Sunday, July 20, 2014

Fun and Fear at the Baseball Stadium


My son Max and I went to the Isotopes game on Saturday night of the 4th of July weekend; the stadium was packed. Unfortunately, there was a game delay because of rain in the 4th inning and we left; fortunately, our tickets were a gift.

It’s the story of what happened while we were leaving that I want to tell. First, let me set the stage. When we entered the stadium, a little after the game started, we had to walk around a group of about eight Albuquerque Police Department cops who were standing in a line a few yards in from the gate, doing nothing except talking and laughing with each other. Max and I figured they were there for “crowd control,” which will become a very ironic supposition as this story progresses.

I was feeling like an ice cream so we walked along the mezzanine where all the food booths sell every kind of fast food—and beer—you can imagine: hot dogs, pizza,  cotton candy, etc. When I finally spotted what I thought was ice cream I saw that it was made up of some weird kind of colored dots that looked like sprinkles, dubbed “Dippin’ Dots.” I declined. Just imagine if those food booths had been in India or Palestine or Mexico: tandoori chicken or curried rice; lamb kebobs or humus; tacos al pastor or guacamole. You know, tasty, healthy (in my humble opinion), real food.

In our seats, ice-cream-less, the view of the Sandias was spectacular but I couldn’t help reflecting on what the stadium was like 25 years ago when we went to see the Albuquerque Dukes. All the parents with little kids sat up in the bleachers and looked down on the seats with backs where the leisured class paid a whopping ten bucks to sit; we paid three or four. The kids ran around the bleachers playing and tracking down the snow cone man while we drank the beer we brought to the game in our backpacks before Homeland Security invaded our privacy. When the Dukes came off the field after the game the kids were there hanging over the railing next to the dugout waiting for autographs, which the Dodger farm team players, many of whom later became famous, graciously supplied. 

Back to 2014. We had just settled into the flow of the game when the rain began. The officials quickly called a rain delay and the workers laid out the plastic rain tarp over the field. Max and I got up, along with just about everyone else in our section, and climbed the stairs to the covered mezzanine where we all stood around trying to decide, as The Clash put it, “should we stay or should we go.” After a few minutes of this indecision we realized we’d better start heading for the stadium exit in case we decided on the “we should go” part of the equation.

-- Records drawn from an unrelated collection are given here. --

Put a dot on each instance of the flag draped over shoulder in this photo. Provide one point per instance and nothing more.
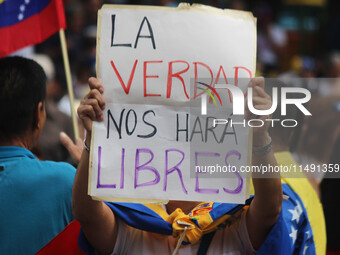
(291, 234)
(28, 22)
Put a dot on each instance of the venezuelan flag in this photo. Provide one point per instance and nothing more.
(28, 22)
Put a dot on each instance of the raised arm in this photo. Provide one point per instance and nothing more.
(265, 208)
(96, 218)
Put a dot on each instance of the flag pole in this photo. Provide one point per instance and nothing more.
(69, 83)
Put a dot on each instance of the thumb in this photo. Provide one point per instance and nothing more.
(66, 141)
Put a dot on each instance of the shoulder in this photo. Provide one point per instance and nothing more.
(58, 171)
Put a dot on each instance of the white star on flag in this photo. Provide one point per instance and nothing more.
(296, 213)
(293, 235)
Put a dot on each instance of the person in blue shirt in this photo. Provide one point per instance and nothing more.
(35, 196)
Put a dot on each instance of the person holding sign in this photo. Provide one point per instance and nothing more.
(35, 195)
(244, 232)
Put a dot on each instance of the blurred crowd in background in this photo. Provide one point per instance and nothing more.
(295, 39)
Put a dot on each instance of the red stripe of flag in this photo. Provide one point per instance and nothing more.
(65, 243)
(34, 29)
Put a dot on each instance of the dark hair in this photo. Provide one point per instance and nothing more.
(22, 87)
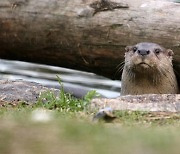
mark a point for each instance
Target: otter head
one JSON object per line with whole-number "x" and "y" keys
{"x": 145, "y": 58}
{"x": 148, "y": 69}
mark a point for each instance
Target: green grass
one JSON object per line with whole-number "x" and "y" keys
{"x": 70, "y": 129}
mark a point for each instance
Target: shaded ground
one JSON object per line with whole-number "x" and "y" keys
{"x": 75, "y": 133}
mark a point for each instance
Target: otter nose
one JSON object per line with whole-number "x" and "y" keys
{"x": 143, "y": 52}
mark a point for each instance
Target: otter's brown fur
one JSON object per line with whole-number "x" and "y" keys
{"x": 148, "y": 69}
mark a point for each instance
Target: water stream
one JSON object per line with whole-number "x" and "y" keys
{"x": 47, "y": 76}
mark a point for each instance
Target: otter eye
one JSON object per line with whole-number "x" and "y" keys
{"x": 157, "y": 51}
{"x": 134, "y": 49}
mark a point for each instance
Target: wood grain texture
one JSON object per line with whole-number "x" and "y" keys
{"x": 67, "y": 34}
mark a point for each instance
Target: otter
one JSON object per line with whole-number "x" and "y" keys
{"x": 148, "y": 69}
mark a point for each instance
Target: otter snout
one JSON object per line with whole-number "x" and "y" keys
{"x": 143, "y": 52}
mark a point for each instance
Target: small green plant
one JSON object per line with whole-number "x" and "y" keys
{"x": 64, "y": 101}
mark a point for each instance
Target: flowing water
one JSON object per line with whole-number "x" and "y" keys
{"x": 47, "y": 76}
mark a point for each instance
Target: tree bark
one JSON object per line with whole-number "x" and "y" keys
{"x": 85, "y": 34}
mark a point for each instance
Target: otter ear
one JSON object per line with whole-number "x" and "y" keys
{"x": 170, "y": 52}
{"x": 128, "y": 48}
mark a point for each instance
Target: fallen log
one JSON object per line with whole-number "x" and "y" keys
{"x": 87, "y": 35}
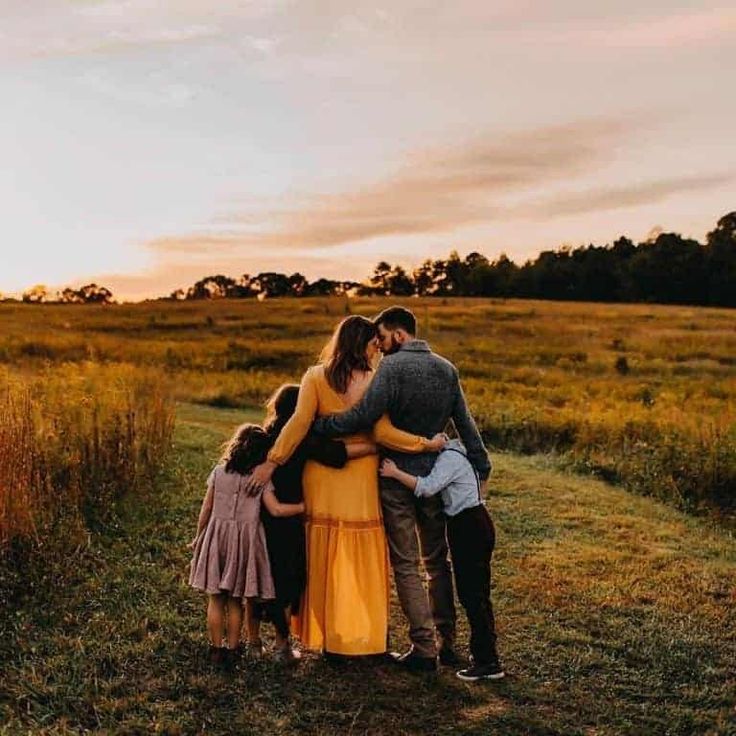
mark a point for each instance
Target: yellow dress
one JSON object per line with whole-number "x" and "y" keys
{"x": 345, "y": 605}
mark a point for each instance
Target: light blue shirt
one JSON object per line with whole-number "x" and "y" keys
{"x": 454, "y": 478}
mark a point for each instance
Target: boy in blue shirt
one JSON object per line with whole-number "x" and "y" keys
{"x": 471, "y": 537}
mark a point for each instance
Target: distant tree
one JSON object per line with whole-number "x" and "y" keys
{"x": 323, "y": 287}
{"x": 94, "y": 294}
{"x": 298, "y": 284}
{"x": 669, "y": 270}
{"x": 271, "y": 284}
{"x": 70, "y": 296}
{"x": 720, "y": 262}
{"x": 380, "y": 280}
{"x": 36, "y": 294}
{"x": 211, "y": 287}
{"x": 399, "y": 282}
{"x": 424, "y": 279}
{"x": 505, "y": 274}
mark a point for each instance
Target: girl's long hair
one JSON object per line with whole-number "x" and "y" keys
{"x": 345, "y": 352}
{"x": 247, "y": 448}
{"x": 280, "y": 407}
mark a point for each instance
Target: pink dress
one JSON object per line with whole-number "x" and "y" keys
{"x": 230, "y": 555}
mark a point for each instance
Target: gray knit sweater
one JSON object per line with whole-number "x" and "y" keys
{"x": 421, "y": 392}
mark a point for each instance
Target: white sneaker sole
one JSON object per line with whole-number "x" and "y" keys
{"x": 468, "y": 678}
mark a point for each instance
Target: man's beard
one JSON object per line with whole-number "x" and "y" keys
{"x": 394, "y": 347}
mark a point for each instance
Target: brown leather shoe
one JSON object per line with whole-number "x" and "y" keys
{"x": 414, "y": 662}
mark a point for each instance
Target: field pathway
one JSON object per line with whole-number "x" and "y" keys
{"x": 616, "y": 615}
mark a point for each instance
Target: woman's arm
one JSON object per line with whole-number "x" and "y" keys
{"x": 385, "y": 434}
{"x": 389, "y": 469}
{"x": 360, "y": 449}
{"x": 206, "y": 509}
{"x": 276, "y": 508}
{"x": 294, "y": 431}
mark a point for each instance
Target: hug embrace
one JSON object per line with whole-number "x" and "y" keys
{"x": 351, "y": 469}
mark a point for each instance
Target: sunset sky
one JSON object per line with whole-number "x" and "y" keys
{"x": 147, "y": 144}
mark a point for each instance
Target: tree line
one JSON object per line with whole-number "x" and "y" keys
{"x": 666, "y": 268}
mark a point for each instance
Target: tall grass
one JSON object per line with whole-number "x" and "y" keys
{"x": 641, "y": 394}
{"x": 74, "y": 440}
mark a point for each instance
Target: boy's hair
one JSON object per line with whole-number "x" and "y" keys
{"x": 247, "y": 448}
{"x": 397, "y": 318}
{"x": 280, "y": 407}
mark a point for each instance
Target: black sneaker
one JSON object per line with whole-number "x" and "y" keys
{"x": 216, "y": 655}
{"x": 490, "y": 671}
{"x": 414, "y": 662}
{"x": 449, "y": 657}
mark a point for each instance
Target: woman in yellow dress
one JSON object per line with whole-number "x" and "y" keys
{"x": 345, "y": 605}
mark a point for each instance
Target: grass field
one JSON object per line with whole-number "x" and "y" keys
{"x": 643, "y": 395}
{"x": 616, "y": 614}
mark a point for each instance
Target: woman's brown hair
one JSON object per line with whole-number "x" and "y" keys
{"x": 345, "y": 352}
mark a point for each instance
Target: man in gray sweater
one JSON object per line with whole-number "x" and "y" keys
{"x": 421, "y": 392}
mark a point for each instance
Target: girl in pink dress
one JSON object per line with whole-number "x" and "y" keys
{"x": 230, "y": 561}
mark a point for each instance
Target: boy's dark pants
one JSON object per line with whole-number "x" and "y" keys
{"x": 471, "y": 537}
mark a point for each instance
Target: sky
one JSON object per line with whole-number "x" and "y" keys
{"x": 146, "y": 144}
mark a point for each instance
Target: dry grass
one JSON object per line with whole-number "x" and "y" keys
{"x": 74, "y": 439}
{"x": 616, "y": 616}
{"x": 644, "y": 395}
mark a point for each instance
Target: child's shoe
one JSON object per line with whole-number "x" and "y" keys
{"x": 286, "y": 655}
{"x": 232, "y": 657}
{"x": 254, "y": 650}
{"x": 490, "y": 671}
{"x": 216, "y": 655}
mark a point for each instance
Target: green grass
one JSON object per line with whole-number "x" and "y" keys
{"x": 616, "y": 615}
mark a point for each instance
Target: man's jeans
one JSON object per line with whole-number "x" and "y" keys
{"x": 404, "y": 516}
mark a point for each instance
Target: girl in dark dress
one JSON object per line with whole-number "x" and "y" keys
{"x": 285, "y": 534}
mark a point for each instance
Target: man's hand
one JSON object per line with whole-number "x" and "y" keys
{"x": 388, "y": 469}
{"x": 438, "y": 442}
{"x": 260, "y": 476}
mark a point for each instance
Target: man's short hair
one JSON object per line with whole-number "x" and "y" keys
{"x": 397, "y": 318}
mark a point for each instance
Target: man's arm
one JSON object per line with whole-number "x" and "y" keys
{"x": 365, "y": 413}
{"x": 469, "y": 434}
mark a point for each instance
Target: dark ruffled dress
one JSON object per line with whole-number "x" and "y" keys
{"x": 231, "y": 553}
{"x": 287, "y": 548}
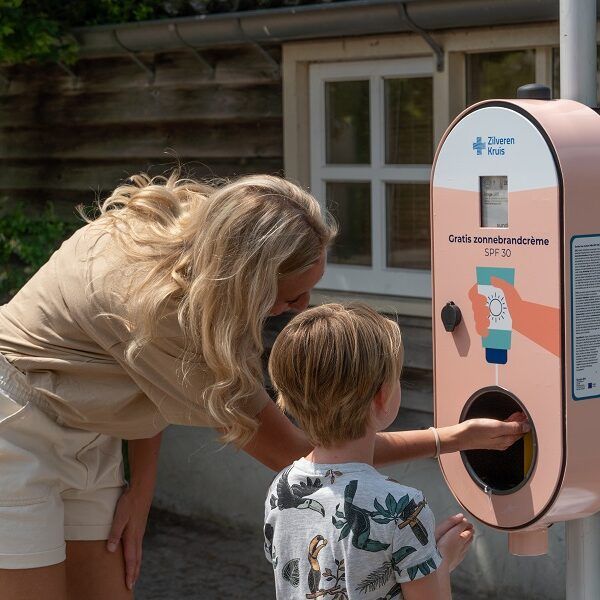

But then we realized that getting to that gate was not going to be easy, partly because everyone else was milling around, undecided as well. And the crush of people kept swelling with more undecideds coming up from their seats as the rain intensified.

Suddenly we snapped: this scenario could be a set up for the ones you always hear about in soccer stadiums when suddenly people trample each other to get out the gate. Already, a woman came pushing through the crowd, followed by her children, saying “I’m going to be sick” and we went right after her, Max leading the way (he’s a big guy from all his weight lifting), me holding on, saying, “If I die I bequeath everything I own to you and Jakob (my other son). Sell the house and split the proceeds.”

There wasn’t a cop in sight, either in the crush of humanity or at the exit gate, doing “crowd control.” We finally burst out the gate into the rain. As we walked toward the parking lot several ambulances came careening down the street. I never found out if they were there for injuries people may have sustained in that crush, but what I’d really like to know is just what the fuck those cops were doing during that scary time. Or then again, maybe their absence was a blessing; we’re all more afraid of what they’re capable of doing—lasers, batons, guns—than we are of the scary situations.